News of the shooting of the plane carrying former president Juvenal Habyarimana on April 6, 1994 reached Murangwa when he was watching a football match in a bar.
It would be the last time he would see many of his friends, colleagues and family members, including his younger brother Irankunda.
After the Genocide, Murangwa played for the national team Amavubi. Nonetheless, he would later suddenly stop playing and move to Europe.
First, he went to Belgium and then to UK in 1997.
But he has since been on a mission to tell the world the truth of what happened to his country in 1994, he says.

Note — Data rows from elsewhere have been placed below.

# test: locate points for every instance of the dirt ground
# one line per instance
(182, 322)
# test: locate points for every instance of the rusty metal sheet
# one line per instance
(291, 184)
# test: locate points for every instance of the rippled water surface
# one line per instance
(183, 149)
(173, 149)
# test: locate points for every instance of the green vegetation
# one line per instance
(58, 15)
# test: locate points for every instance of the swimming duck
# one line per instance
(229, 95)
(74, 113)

Just this year, Murangwa was given an MBE award in the Queen’s New Year’s Honours for raising awareness and education about the 1994 Genocide against the Tutsi in UK schools.
An MBE is given for an “outstanding achievement or service to the community, while the Queen’s New Year’s Honors are traditionally given to individuals who have gone an extra mile to help others or those who have achieved outstandingly in a particular field.
Murangwa says there are those who continue to misrepresent facts surrounding the 1994 Genocide against the Tutsi, with some deliberately using ambiguous language.
“24 years ago the Int’l Community led by the #UN not only failed #Rwanda by refusing to intervene and stop Genocide. But they also refused to call what was happening ‘GENOCIDE’ for some good time. 24 years later the UN and some countries still making the same mistakes,” he tweeted yesterday.
In Rwanda, different sports federations organise annual tournaments in honour of their officials, players and fans killed during the Genocide.